The 100-page study by consulting firm Nordicity and Peter Miller for Friends of Canadian Broadcasting found that 6,830 jobs are at risk in the television industry alone, with another 8,300 at risk across the rest of the economy due to the economic impact of the lost TV jobs.
The report, Canadian Television 2020: Technological and Regulatory Impacts, said CRTC policies will likely result in a $400-million drop in spending on Canadian program by 2020 – accelerating the impact of technological change already weakening Canadian broadcasters.
“Under pressure from the former government, the commission placed so-called consumer protection ahead of the cultural and democratic interests of citizens and creators,” said Ian Morrison, spokesperson for the Friends of Canadian Broadcasting.

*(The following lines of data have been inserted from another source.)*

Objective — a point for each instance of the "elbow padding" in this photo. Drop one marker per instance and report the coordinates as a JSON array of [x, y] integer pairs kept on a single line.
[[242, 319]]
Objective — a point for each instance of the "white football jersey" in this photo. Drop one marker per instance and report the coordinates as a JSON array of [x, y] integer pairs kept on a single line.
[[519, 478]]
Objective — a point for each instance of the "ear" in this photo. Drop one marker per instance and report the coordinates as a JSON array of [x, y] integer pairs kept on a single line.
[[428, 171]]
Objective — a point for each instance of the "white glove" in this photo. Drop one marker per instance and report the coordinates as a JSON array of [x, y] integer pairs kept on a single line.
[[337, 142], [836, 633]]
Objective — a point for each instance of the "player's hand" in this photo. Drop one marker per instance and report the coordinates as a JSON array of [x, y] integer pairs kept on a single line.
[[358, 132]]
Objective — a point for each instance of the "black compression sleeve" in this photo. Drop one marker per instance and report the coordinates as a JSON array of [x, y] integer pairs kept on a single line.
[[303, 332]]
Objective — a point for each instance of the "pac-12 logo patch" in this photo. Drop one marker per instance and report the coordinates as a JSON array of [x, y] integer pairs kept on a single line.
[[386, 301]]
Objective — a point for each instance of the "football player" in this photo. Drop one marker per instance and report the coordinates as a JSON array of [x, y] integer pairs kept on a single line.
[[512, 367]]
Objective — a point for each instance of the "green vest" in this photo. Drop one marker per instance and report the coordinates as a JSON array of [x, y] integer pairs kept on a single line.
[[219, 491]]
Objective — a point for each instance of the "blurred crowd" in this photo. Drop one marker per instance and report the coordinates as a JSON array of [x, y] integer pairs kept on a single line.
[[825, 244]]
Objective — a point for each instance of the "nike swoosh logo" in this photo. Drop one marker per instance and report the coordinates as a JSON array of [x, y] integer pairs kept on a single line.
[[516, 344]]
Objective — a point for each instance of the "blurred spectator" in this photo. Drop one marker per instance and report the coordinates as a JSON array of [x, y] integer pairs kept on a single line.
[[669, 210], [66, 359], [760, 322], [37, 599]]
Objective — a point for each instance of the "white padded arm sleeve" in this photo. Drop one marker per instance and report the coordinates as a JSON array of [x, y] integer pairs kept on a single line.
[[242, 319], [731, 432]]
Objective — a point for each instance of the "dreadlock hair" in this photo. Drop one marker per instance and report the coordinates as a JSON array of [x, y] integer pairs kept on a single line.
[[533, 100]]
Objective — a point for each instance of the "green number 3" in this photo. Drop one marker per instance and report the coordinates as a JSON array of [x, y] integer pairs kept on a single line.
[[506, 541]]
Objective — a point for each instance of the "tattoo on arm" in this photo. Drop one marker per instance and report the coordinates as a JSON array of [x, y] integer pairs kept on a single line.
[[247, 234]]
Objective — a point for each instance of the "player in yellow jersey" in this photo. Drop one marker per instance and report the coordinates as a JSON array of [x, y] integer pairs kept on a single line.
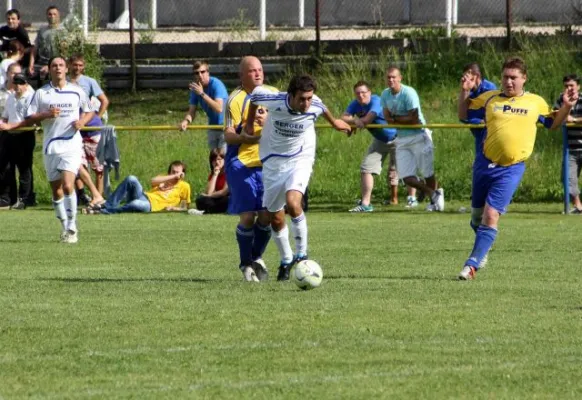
[[511, 116], [244, 174]]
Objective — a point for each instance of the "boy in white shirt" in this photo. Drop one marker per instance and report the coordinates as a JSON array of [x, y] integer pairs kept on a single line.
[[62, 108], [287, 151]]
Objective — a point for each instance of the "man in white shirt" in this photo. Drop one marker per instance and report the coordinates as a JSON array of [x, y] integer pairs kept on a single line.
[[287, 151], [20, 144], [62, 108]]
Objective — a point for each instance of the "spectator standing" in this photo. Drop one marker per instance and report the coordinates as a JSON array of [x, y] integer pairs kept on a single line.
[[215, 199], [209, 94], [46, 46], [414, 147], [90, 138], [364, 110], [14, 55], [14, 31], [20, 143], [572, 86]]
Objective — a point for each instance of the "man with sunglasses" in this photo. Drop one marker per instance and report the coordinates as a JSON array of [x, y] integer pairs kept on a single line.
[[210, 94]]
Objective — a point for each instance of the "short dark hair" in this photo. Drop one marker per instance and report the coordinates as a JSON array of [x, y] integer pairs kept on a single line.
[[13, 11], [571, 77], [214, 154], [198, 63], [515, 63], [393, 67], [361, 83], [177, 163], [473, 67], [15, 47], [54, 58], [302, 83], [76, 57]]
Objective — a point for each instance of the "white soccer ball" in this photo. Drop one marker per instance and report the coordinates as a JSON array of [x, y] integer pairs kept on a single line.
[[307, 274]]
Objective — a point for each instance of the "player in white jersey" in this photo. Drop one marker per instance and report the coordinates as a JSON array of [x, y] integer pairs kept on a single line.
[[287, 151], [62, 108]]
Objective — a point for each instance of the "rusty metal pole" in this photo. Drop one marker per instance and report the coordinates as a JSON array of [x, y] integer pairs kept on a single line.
[[132, 46], [317, 30], [508, 18]]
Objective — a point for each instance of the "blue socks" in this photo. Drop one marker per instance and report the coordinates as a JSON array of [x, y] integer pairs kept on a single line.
[[262, 237], [483, 242]]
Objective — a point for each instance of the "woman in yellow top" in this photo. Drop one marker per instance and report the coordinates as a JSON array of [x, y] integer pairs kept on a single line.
[[511, 116], [169, 193]]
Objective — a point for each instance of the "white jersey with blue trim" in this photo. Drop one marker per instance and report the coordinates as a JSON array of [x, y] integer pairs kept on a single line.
[[286, 133], [59, 134]]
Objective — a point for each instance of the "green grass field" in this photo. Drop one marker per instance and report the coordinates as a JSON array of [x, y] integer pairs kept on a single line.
[[153, 306]]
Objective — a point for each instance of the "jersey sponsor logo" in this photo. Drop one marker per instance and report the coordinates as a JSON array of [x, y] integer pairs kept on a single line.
[[507, 109]]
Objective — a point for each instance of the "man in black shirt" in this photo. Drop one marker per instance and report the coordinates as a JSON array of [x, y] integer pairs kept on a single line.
[[13, 30], [572, 83]]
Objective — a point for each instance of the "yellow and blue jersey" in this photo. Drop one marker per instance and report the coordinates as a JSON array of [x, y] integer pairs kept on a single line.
[[236, 115], [511, 124]]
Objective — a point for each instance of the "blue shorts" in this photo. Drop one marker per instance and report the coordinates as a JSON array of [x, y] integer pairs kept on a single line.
[[246, 187], [494, 184]]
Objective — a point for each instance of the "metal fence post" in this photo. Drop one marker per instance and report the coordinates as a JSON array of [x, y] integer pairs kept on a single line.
[[263, 19], [565, 169]]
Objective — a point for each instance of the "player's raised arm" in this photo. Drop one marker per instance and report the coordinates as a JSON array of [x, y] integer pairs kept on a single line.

“This report offers an indictment of the CRTC’s current leadership, based on solid economic analysis.”
CRTC decisions have also been an issue at Hamilton TV station CHCH, where all staff was dismissed just before Christmas when the station declared bankruptcy. A new company with the same management immediately rehired about one-third of the staff.
Unifor National President Jerry Dias has said the station's actions are an example of the failures of the CRTC under the previous Harper Government to address the funding needs of local broadcasters. Dias met with CHCH Unifor members, pledging the union’s full support in their struggle with the station.
In November, Bell Canada President and CEO George Cope linked 300-plus layoffs across the country at CTV to CRTC regulatory changes such as pick and pay and simultaneous substitution that would hit the Bell Media bottom line.
Kitt urged the new Liberal government in Ottawa to read the report and reject the Let’s Talk TV policies of the previous government.
“This study shows that consumer choice can be achieved without the significant economic costs and harm to Canadian programming the CRTC’s Let’s Talk TV decisions inflict. These are compelling reasons to reject these policies that were directed by the Harper Government,” Kitt said.